Aspose.PDF - Getting Character Coordinates for Vertical Text - Problems

Version Aspose.PDF.dll - 10.7.0.0 (.NET)


Goals

  1. Calculate per-character text position (x, y, width, height)
  2. Extract text flow direction (is text flowing left-to-right, top-to-bottom, right-to-left or bottom-to-top, or some other angle)?

Repro

  1. Download PDF: VerticalText.pdf (146.8 KB)
  2. Open in aspose and run code like this:

// Make text fragment absorber to grab page text.
var textFragmentAbsorber = new Aspose.Pdf.Text.TextFragmentAbsorber(); textFragmentAbsorber.ExtractionOptions.FormattingMode = Aspose.Pdf.Text.TextOptions.TextExtractionOptions.TextFormattingMode.Pure;

// Grab text
doc.Pages[1].Accept(textFragmentAbsorber);

// Iterate over text char by char.
foreach (Aspose.Pdf.Text.TextFragment (fragText in textFragmentAbsorber) {
foreach (Aspose.Pdf.Text.TextSegment (segText in fragText) {
for (int iChar = 1; iChar <= segText.Text.Length; iChar++) {
Aspose.Pdf.Text.CharInfo charInfo = segText.Characters[iChar];
char ch = segText.Text[iChar - 1];
}
}
}

If you look at the charInfo content you’ll see something like:

  • charInfo.Position.XIndent 709.3 double
  • charInfo.Position.YIndent 539.97999996688 double
  • charInfo.Rectangle.Width 7.5116190600965638E-08 double
  • charInfo.Rectangle.Height 1.4572799500456313E-07 double

Results

  • The width/height are nearly zero. This isn’t correct.
  • I can’t find a property on TextFragments or TextSegments that tell me what the actual text flow direction is (e.g. 0 degrees, 90 degrees, etc.).

Expected

  • The width/height params are reasonable
  • The x/y indent are correct for all chars after the first.
  • I don’t see any property that tells me the text direction

Things I’ve tried

  • Raw and Pure TextFormattingMode
  • Used AbcPdf module. It correctly returns coordinates and direction of text flow (e.g. 0, 90, 180, 270 degrees).

Closing
Any help with figuring out how to extract the text flow and coordinates of vertical text would be greatly appreciated. If this is something that’s not yet supported, then if you have any idea when it might be implemented, please include that.

Thanks!

@BustaPose

Thanks for contacting support.

I have tested the scenario with your PDF while using Aspose.Pdf for .NET 17.7 and observed that the values which API returned, were different than those of you shared. Please check the following values which I have observed in our environment.

Position
XIndent = 712.05999999046321
YIndent = 539.97999996688

Rectangle
Height = 12.143999958038307
Width = 7.5116190600965638E-08

Furthermore, with the latest version of the API, you may also determine or set the rotation of the TextFragment by specifying TextFragment.TextState.Rotation property. I have also tried to determine the rotation of the text inside your PDF, but API was not returning correct value. Hence I have logged an issue as PDFNET-43095 in our issue tracking system.

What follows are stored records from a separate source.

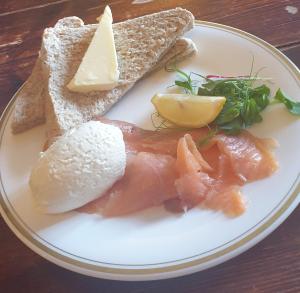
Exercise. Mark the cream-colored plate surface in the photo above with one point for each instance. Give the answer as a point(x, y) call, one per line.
point(155, 244)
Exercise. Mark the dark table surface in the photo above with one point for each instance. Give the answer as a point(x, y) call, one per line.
point(271, 266)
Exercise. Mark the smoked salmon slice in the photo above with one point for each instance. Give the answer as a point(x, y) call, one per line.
point(148, 181)
point(167, 167)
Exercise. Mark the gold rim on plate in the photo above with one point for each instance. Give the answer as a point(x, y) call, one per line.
point(91, 269)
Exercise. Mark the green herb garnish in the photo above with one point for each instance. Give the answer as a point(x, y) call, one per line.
point(244, 101)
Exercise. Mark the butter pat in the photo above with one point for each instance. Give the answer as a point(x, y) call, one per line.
point(98, 70)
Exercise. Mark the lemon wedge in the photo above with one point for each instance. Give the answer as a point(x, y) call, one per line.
point(188, 110)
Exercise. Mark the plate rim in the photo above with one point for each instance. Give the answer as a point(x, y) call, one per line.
point(271, 223)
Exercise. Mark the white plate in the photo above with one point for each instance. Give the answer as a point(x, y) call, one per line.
point(155, 244)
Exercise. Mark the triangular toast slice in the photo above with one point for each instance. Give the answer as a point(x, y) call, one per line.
point(140, 44)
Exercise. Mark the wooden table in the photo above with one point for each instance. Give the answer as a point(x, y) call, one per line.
point(271, 266)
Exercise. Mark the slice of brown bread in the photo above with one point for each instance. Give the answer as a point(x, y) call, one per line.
point(140, 44)
point(29, 108)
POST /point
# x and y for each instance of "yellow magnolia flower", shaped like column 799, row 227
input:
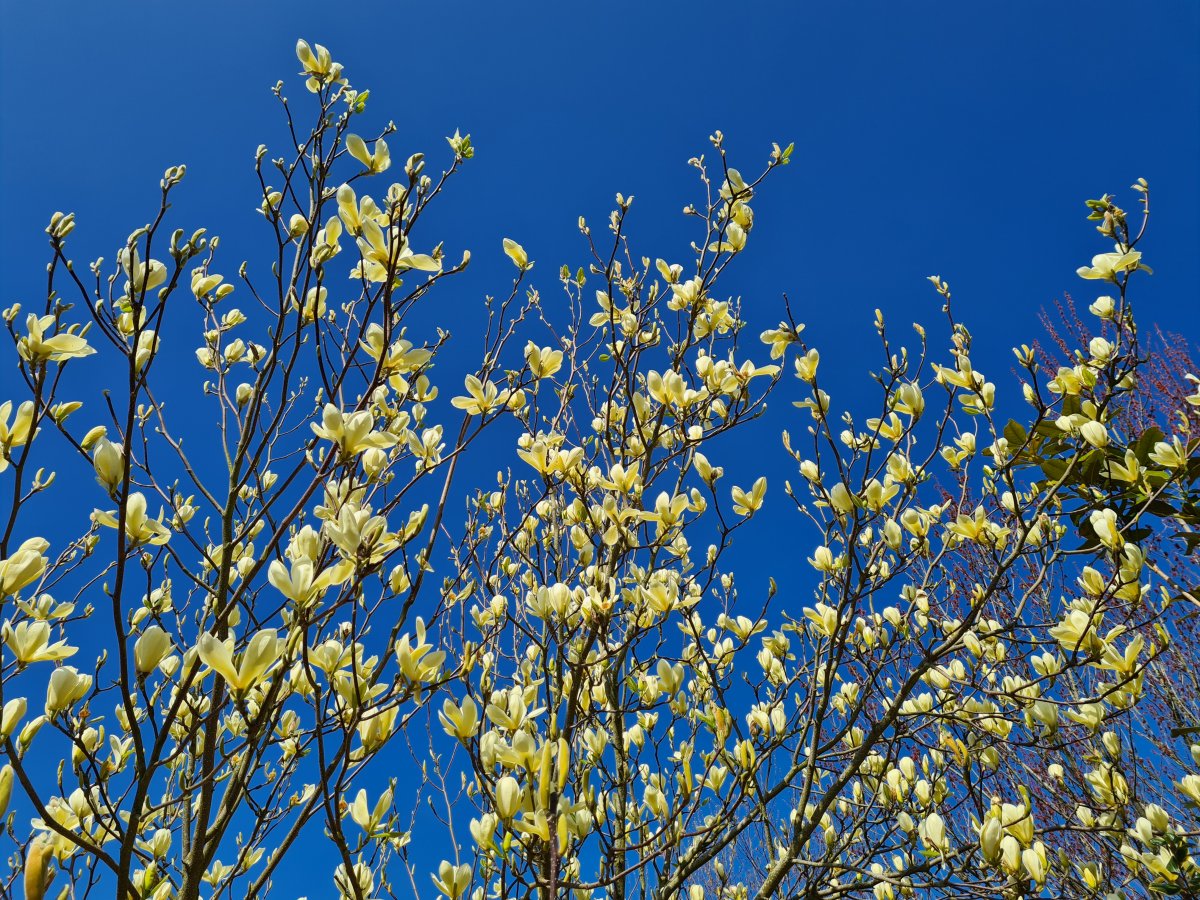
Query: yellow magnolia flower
column 24, row 567
column 383, row 252
column 150, row 649
column 352, row 433
column 256, row 661
column 460, row 721
column 318, row 66
column 108, row 460
column 516, row 253
column 544, row 361
column 66, row 687
column 300, row 585
column 19, row 433
column 36, row 347
column 143, row 277
column 1107, row 267
column 29, row 642
column 484, row 397
column 453, row 880
column 39, row 873
column 139, row 528
column 747, row 504
column 377, row 161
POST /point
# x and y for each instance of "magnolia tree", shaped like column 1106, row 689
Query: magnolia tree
column 270, row 636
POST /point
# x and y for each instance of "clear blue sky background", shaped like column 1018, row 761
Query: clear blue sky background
column 952, row 138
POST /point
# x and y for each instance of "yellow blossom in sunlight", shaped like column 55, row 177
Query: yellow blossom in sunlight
column 139, row 528
column 30, row 642
column 24, row 567
column 143, row 277
column 483, row 397
column 66, row 687
column 544, row 361
column 300, row 585
column 150, row 649
column 36, row 347
column 516, row 253
column 385, row 251
column 317, row 65
column 18, row 433
column 108, row 460
column 255, row 663
column 1107, row 267
column 353, row 432
column 376, row 161
column 747, row 504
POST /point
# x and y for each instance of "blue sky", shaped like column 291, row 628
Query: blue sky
column 951, row 138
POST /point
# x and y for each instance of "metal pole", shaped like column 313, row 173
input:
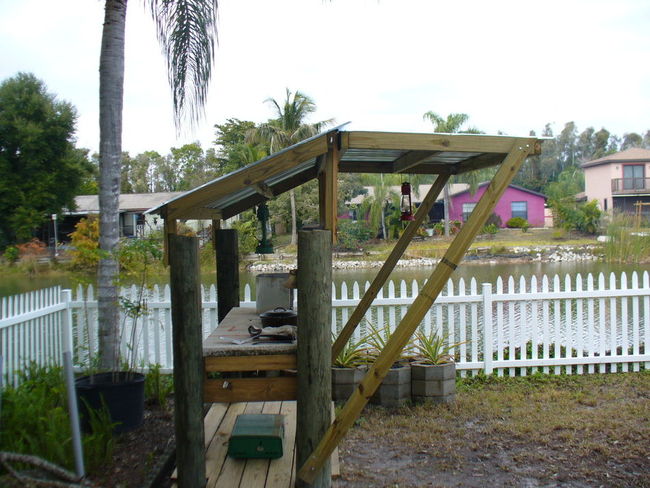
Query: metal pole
column 74, row 415
column 56, row 238
column 66, row 332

We will further investigate the issue and keep you posted with the status of its correction. Please be patient and spare us little time. We are sorry for the inconvenience.

Thank you for the quick reply, Asad.

Your height looks much better, (glad to see that) but the width still looks wrong (it’s almost 0). Would you agree that this seems like another issue that needs to be bugged?

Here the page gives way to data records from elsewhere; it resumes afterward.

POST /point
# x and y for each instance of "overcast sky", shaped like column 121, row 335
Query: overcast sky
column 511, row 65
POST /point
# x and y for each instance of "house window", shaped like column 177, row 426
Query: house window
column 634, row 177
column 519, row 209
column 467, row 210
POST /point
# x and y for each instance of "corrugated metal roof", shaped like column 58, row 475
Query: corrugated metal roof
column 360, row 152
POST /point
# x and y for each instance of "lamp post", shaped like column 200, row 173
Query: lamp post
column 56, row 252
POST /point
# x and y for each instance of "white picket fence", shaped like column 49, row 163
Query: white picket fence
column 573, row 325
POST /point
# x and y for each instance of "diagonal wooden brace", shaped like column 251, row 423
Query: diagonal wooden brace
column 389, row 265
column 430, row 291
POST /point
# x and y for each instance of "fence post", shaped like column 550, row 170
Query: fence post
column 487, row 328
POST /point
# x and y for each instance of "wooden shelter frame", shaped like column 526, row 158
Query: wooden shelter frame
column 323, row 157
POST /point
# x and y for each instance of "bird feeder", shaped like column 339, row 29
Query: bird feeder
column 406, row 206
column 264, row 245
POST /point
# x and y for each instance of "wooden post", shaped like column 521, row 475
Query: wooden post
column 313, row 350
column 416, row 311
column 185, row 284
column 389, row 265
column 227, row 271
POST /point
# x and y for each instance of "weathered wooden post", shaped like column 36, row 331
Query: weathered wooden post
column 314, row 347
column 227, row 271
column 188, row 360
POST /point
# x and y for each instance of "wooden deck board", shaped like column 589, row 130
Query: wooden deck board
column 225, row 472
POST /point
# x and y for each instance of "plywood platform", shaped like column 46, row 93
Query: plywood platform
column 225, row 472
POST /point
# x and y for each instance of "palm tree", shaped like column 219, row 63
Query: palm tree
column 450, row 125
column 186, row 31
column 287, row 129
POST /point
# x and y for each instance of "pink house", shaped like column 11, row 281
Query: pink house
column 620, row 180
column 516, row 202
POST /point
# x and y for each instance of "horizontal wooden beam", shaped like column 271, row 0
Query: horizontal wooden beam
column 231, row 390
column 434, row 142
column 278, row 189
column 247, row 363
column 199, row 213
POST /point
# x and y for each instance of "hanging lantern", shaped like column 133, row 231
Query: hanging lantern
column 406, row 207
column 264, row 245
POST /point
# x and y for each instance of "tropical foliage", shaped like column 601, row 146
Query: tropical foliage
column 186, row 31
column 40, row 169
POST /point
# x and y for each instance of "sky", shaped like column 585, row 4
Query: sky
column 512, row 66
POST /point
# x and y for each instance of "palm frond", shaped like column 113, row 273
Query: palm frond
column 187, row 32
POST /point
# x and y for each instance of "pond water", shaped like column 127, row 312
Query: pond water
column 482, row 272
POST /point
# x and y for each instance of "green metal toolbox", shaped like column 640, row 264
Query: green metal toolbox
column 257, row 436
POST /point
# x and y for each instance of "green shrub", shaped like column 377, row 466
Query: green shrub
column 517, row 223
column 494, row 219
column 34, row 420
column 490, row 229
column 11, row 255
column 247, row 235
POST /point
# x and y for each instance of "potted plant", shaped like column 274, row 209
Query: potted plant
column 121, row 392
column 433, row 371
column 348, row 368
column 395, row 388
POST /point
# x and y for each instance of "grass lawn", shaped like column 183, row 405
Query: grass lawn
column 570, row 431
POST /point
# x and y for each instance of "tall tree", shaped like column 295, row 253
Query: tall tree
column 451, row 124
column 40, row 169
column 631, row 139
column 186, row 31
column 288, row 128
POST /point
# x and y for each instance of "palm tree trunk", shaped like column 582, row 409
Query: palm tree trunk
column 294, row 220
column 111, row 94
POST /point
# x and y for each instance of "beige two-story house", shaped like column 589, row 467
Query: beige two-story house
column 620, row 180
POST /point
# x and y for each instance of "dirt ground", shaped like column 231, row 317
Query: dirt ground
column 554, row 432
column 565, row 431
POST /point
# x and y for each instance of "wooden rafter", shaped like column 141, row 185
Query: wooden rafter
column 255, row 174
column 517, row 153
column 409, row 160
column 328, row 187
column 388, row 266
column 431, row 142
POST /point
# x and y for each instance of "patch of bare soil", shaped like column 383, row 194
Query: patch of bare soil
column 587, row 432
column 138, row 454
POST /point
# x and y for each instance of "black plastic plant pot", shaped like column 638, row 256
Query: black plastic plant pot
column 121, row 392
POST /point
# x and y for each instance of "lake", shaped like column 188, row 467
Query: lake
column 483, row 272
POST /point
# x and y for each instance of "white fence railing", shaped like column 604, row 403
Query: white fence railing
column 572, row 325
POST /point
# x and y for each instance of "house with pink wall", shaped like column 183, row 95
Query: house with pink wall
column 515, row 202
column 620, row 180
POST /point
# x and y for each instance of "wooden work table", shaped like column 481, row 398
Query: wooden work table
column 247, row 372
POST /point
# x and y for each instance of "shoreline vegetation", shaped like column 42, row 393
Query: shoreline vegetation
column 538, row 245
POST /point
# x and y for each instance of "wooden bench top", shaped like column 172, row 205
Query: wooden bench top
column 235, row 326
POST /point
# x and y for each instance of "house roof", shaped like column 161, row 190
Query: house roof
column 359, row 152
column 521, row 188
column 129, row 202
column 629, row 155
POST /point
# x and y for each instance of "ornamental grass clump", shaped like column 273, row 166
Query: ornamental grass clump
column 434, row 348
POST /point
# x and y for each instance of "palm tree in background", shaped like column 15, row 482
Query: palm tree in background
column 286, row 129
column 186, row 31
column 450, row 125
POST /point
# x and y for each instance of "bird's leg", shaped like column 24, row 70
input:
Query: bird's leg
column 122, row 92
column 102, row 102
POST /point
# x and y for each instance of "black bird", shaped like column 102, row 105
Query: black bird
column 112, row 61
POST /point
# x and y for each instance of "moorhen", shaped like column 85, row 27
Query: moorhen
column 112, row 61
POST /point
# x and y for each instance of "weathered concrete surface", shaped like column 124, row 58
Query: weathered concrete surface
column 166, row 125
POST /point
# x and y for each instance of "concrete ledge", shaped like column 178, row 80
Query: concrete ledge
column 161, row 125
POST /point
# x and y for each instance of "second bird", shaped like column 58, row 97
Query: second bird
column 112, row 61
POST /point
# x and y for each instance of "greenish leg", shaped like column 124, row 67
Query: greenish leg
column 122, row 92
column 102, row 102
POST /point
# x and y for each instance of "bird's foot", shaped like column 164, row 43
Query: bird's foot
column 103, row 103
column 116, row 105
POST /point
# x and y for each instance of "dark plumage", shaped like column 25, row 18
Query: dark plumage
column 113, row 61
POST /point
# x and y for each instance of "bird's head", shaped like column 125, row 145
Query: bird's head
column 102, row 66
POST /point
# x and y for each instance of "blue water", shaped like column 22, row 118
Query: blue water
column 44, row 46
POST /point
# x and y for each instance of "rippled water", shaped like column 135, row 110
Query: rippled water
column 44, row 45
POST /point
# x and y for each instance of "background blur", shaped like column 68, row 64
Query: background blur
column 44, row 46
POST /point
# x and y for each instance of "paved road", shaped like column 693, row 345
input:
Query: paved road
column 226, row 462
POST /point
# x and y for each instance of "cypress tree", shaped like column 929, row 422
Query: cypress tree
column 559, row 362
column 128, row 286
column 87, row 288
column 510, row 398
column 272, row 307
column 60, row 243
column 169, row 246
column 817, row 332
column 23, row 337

And thank you for taking a look at this! I’m looking forward to the updates.

@BustaPose

Thanks for writing back.

I have generated an investigation ticket as PDFNET-43096 in our issue tracking system against the issue that width of characters is being returned as almost zero. Product team will further investigate it and we will keep you updated on the status of its resolution. Please be patient and spare us little time.

We are sorry for the inconvenience.

The issues you have found earlier (filed as PDFNET-43095,PDFNET-43096) have been fixed in Aspose.PDF for .NET 19.11.